Davis, Brown leg out big victories

Davis, Brown leg out big victories

DANVILLE — Cross-country is a demanding sport, requiring endurance and stamina.

It’s not one in which coaches can call a timeout or insert a pinch runner.

It’s one in which the role of coaches often is minimized.

St. Thomas More’s David Behm has heard the cliches. He even uses one with his Sabers. “I say if you want to improve your time, run faster,” Behm said.

Oakwood/Armstrong-Potomac’s Jon Davis ran faster than anybody Saturday in the Comets’ annual invitational at Kickapoo State Park. His 16-minute, 9-second time also was quicker than anyone from his school had ever run on his home course. Justin Jones’ previous record time was 16:10.

Davis’ win was punctuated by a stirring finish, one in which he overcame an estimated 15-meter deficit in the last 200 meters to beat Heyworth’s Cade Martens by three seconds.

“Jon has an amazing kick,” O/A-P coach Doug Robinson said. “Nothing like I’ve ever seen. He can turn it on. He keeps outdoing himself.”

While there is no substitute for the speed that enables runners like Davis to finish strong, coaches agree they do play a role.

“The biggest thing is the mental game,” said Hoopeston Area coach Rich Stipp, whose girls won team honors in the 11-school field. “The biggest competition is themselves.

“If you can convince them they are capable of what you know they’re capable of, that’s the biggest hurdle. If you can defeat yourself, you can win.”

Hoopeston Area’s Maddie Brown conquered that battle. She was victorious in the girls’ race, running the 3-mile course in 21:07.

“She has struggled with a stomach disorder and is literally running through the pain,” Stipp said. “To have this performance was a surprise. It shows strength from above. Our entire team was awesome. They’ve started coming on the last two meets.”

Paxton-Buckley-Loda coach Becky Kasten helps her squad keep the big picture in focus.

“We started in the summer thinking about the end of October,” Kasten said. “We keep saying, ‘every race is preparation for sectionals.’ You want to get physically prepared as well as mentally prepared.”

PBL’s top finisher was Audrey Bloomquist (fifth).

“This was a good race for her,” Kasten said, “but she’s capable of being faster.”

St. Thomas More teammates Julia Welle and Randa Harshbarger — the homecoming queen — placed third and fourth, respectively. The Sabers were without their normal No. 1 runner but nearly had enough depth to win team honors.

In a meet scored by adding the cumulative times of each school’s top five runners, STM was 24 seconds behind the Cornjerkers.

Brown was just as satisfied by the team showing as her own effort.

“I didn’t think we’d have a lot of runners this year, but we have a great bunch of freshmen,” she said.

Behm enthusiastically embraces the role of coach as motivator.

“Getting them to believe can be a four-year cycle, trying to train people to where they’re at an elite level,” Behm said. “The biggest thing is rest.
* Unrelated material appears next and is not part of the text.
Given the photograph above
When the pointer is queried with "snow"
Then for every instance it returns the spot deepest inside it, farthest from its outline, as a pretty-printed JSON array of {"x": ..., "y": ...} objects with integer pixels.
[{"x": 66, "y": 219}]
They say a day of recovery for every mile they race.”

With the Twin City meet on Tuesday, the Sabers’ top four boys were withheld as was another of the team’s top six. They are battling health issues, and Behm said, “We want them to get over it so they can turn around and race hard,” Behm said. “I told them to stay home in bed.”

A former runner at Georgetown, Behm understands the psychological ploys needed.

“It’s such a mental game to push yourself and be able to run in pain,” he said.

“Once you break through that threshold, it’s very rewarding to push kids to do the best they can.”

Davis never gave up on himself, despite the daunting late-race task he faced.

“I thought it was impossible, but I was going to give it a try anyway,” he said. “I try to sprint at the end, no matter how much I have left. This course, I think, is the hardest in the state, and I wanted to put it all on the line today.”

Davis’ third-mile split (5:19) was faster than his opening mile (5:20).

The Sabers had no individuals among the top 20 in the boys’ meet.

PBL teammates Grant Iverson and Josh Brocato were third and fourth, respectively, leading Kasten’s Panthers to team honors by a 39-second margin over Heyworth. A third PBL runner (ninth-place Corbin Riecks) had a top-10 finish.

They were followed by Georgetown-Ridge Farm/Chrisman teammates Wyatt Avenatti and Colton Wyatt, in fifth and sixth, respectively.